问题
I am new to NEO4J and I wanted to see how fast it is. I started to test it and I created a table in both MySQL and NEO4J, with these properties (fields):
id random_number time_stamp
And I wrote a program to generate mass data and inserted about 150 million rows (and Nodes in Neo4J). I can say the write speed was almost same.
So, I tested a select query in both databases. "I wanted to get one of the rows(nodes) with the random_id of 255454" (we know from this random id there are more than 30 rows)
NEO4J:
match (t:testLabel {random_id: 255454}) RETURN t LIMIT 50;
MySQL:
SELECT *
FROM test
WHERE random_id=255454 LIMIT 50
NEO4J took ~47 seconds and MySQL took about ~25 seconds to return results.
NEO4J size on disk became ~35GB and MySQL size on disk became ~5.2 GB
And both databases did not have index on the table or properties.

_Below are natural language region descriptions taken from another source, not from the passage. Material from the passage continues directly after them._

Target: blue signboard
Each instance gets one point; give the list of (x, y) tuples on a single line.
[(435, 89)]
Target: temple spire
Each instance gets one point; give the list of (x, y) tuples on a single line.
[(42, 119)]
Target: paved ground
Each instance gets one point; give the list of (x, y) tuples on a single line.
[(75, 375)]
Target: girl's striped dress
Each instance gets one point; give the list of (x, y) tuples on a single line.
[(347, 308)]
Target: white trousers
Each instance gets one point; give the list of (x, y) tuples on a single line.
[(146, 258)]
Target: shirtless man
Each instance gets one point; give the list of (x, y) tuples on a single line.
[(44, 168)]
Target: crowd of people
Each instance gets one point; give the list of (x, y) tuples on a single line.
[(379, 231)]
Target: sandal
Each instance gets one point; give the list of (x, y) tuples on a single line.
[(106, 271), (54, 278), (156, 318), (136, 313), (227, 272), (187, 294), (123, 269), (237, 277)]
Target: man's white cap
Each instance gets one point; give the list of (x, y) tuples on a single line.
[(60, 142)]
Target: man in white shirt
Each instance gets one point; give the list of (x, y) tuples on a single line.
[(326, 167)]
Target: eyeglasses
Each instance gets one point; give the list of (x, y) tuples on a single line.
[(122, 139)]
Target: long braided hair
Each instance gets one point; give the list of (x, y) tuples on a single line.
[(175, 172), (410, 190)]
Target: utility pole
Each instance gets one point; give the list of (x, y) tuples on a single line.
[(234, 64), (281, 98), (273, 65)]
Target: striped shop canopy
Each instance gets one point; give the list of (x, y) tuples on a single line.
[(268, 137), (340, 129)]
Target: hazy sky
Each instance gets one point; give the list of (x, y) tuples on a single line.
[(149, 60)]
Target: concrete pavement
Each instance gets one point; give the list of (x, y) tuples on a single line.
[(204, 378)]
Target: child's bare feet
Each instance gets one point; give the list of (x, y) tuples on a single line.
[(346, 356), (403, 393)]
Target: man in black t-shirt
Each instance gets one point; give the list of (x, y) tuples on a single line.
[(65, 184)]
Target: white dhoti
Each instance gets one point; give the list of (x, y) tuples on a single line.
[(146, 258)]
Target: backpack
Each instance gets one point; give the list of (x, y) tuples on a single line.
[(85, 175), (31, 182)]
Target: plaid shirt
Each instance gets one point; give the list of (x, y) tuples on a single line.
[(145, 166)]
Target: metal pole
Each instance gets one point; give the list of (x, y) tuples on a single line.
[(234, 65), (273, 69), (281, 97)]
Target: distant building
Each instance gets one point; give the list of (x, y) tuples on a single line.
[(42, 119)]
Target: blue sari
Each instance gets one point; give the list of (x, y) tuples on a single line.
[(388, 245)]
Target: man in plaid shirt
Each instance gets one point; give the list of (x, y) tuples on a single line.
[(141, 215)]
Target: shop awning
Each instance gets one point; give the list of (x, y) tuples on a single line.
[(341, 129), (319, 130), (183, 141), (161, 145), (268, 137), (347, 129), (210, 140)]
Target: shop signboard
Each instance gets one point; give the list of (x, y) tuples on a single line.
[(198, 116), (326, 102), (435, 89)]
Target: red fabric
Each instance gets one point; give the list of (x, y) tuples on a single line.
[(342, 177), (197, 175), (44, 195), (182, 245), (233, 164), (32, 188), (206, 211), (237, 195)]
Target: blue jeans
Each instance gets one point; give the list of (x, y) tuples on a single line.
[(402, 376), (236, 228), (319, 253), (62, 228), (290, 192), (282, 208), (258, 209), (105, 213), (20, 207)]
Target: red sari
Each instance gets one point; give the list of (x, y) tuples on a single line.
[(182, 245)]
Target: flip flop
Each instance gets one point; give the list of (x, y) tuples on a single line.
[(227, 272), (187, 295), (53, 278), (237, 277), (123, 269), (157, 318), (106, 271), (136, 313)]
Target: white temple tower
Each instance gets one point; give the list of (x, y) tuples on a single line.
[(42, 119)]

Hardware: CPU: Corei7-4770 | RAM: 12GB | SSD Hard disk
This is a simple test, I mean both databases were so simple and had basic structures and before testing I thought, NEO4J is faster than MySQL. As I really like NEO4J I want to find a solution and use it again.
According to my simple test, NEO4J is not reasonable for big and scalable projects. I want to know maybe there are some ways that make it amazingly faster! The performance test was so simple and all databases have to have it as well regardless of data modeling.
And what about the size on disk?
+ I found another comparing question by Jörg Baach that you may like to see.
回答1:
Comparing relational databases and graph databases is a huge task.
I think a much more helpful test would be to check performance on queries across multiple tables with several joins and fk. Compare that to neo4j and you will find, possibly much better performance than mysql.
Do this: With your test model set up 4-5 possible use cases. A couple things that a dba will be doing, a couple things that users will be doing etc. Determine how many people are going to be doing this, determine how often they will be doing this.
Choose simple tasks, and complex tasks. Compare MySQL performance to Neo4J. You will find that one DB outperforms the other in different situation.
Try to weigh what your priorities are. How important is it to you to have great performance on matching 50 nodes with a certain property. How important is to you that users (dozens? milions?) will have fast, secure method of creating extensively complex networks of relationships? Once you determine what is important to you refer to the performance tests and determine which db is better for your needs.
If you are going to be performing basic queries you should probably use relational database model like sql. Neo4j is great for complex schemas and queries , not only from a performance perspective but from a readability standpoint.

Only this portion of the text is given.